Pero cuando por fin se echó un chal gris sobre el vestido gris y salió a la calle, su entusiasmo se desvaneció. Se sintió abrumada. Había demasiada gente corriendo a su alrededor, riéndose y gritando, demasiado ruido y ajetreo. Sophie se sin­tió como si los meses que había pasado sentada cosiendo la hubieran transformado en una vieja o la hubieran dejado me­dio inválida. Se envolvió bien en el chal y avanzó pegada a las casas, intentando evitar que los zapatos de domingo de la multitud la pisaran o que le clavaran uno de aquellos codos cubiertos por larguísimas mangas de seda. Cuando de repente se oyó una lluvia de explosiones en el aire, Sophie pensó que se iba a desmayar. Levantó la vista y vio el castillo del mago Howl justo sobre la ladera de la colina a las afueras de la ciudad, tan cerca que parecía apoyado sobre las chimeneas. De las cuatro torres del castillo salían llamas azules despidiendo bolas de fuego azul que explotaban en el cielo con un estruen­do horrible. El mago Howl parecía estar molesto por la fiesta. O tal vez estaba intentando participar, a su manera. Sophie estaba tan aterrorizada que no le interesaba saber cuál era el motivo. Se habría marchado a casa, pero para entonces ya estaba a mitad de camino hacia Cesari. Echó a correr.

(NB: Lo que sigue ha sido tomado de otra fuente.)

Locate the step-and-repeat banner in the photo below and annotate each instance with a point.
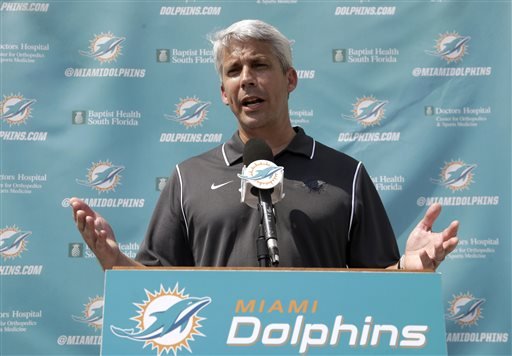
(100, 100)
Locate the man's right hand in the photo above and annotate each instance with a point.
(98, 235)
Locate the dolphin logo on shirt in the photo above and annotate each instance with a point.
(189, 113)
(261, 173)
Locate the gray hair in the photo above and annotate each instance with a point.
(251, 30)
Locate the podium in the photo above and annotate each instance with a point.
(219, 311)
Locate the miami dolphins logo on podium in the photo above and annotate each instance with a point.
(167, 320)
(105, 47)
(15, 109)
(451, 47)
(368, 111)
(456, 175)
(190, 112)
(13, 242)
(102, 176)
(465, 309)
(92, 314)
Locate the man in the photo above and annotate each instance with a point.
(331, 215)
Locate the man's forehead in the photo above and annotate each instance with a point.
(253, 48)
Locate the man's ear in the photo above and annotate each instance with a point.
(293, 79)
(223, 95)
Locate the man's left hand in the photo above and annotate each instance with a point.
(426, 249)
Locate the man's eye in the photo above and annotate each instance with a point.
(232, 72)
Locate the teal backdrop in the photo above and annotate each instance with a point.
(420, 91)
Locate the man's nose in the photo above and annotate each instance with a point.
(247, 77)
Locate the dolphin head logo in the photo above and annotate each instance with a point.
(104, 177)
(190, 113)
(17, 108)
(13, 241)
(104, 47)
(175, 317)
(371, 110)
(95, 314)
(468, 309)
(261, 173)
(368, 111)
(450, 46)
(460, 174)
(453, 45)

—¿Cómo se me ocurrió desear que mi vida fuese intere­sante? —se preguntó mientras corría—. Me daría demasiado miedo. Eso me pasa por ser la mayor de tres hermanas.

Cuando llegó a la Plaza del Mercado, fue todavía peor. Allí estaban la mayoría de las posadas. Había grupos de jó­venes que se tambaleaban ebrios de un lado a otro, arrastrando los faldones de las chaquetas y las mangas y dando zapatazos con las botas con hebillas que nunca hubieran soñado con ponerse en un día de trabajo, lanzando exclamaciones y ato­sigando a las jovencitas. Ellas paseaban elegantes de dos en dos, listas para dejarse atosigar. Era una fiesta de mayo per­fectamente normal, pero a Sophie también le daba miedo todo aquello. Y cuando un joven con un fantástico traje azul y plateado la vio y decidió abordarla también a ella, Sophie se escabulló en el portal de una tienda e intentó esconderse.

El joven la miró sorprendida.

—No pasa nada, ratoncita gris —le dijo, con una sonrisa tomo compadeciéndose—. Solo quiero invitarte a tomar algo. No pongas esa cara de miedo.

Su mirada de lástima hizo que Sophie se sintiera total­mente avergonzada. Era un hombre elegante, con un rostro huesudo y refinado, bastante mayor, bien entrada la veintena, y con el pelo rubio cuidadosamente peinado. Las mangas de su chaqueta colgaban más que ninguna, con bordes de volan­tes y remates plateados.

—Oh, no, gracias, por favor, señor —tartamudeó Sophie—. Yo iba, iba a ver a mi hermana.

—Entonces vete a verla, por supuesto —sonrió aquel joven maduro—. ¿Quién soy yo para impedir que una dama vea a su hermana? ¿Quieres que te acompañe, ya que pareces tan asustada?

Lo dijo con amabilidad, lo que hizo que Sophie sintiera más vergüenza que nunca.

—No. ¡No, gracias, señor! —jadeó y salió corriendo deján­dolo atrás. También llevaba perfume. El olor a jacintos la siguió mientras se alejaba.

«¡Qué hombre tan elegante!», pensó Sophie mientras se abría paso entre las mesitas a la entrada de Cesari.

Las mesas estaban abarrotadas. Dentro había tanta gente y tanto ruido como en la plaza. Sophie localizó a Lettie entre la fila de ayudantes que servían tras el mostrador gracias al grupo de hijos de granjeros que apoyaban los codos en él gritándole cosas. Lettie, más guapa que nunca y tal vez un poco más delgada, metía pastelillos en las bolsas tan aprisa como podía, cerrando cada bolsa con una hábil rosca y mirando por debajo del codo con una sonrisa y una respuesta por cada bolsa que cerraba. Se oían muchas risas. Sophie tuvo que abrirse paso hacia el mostrador.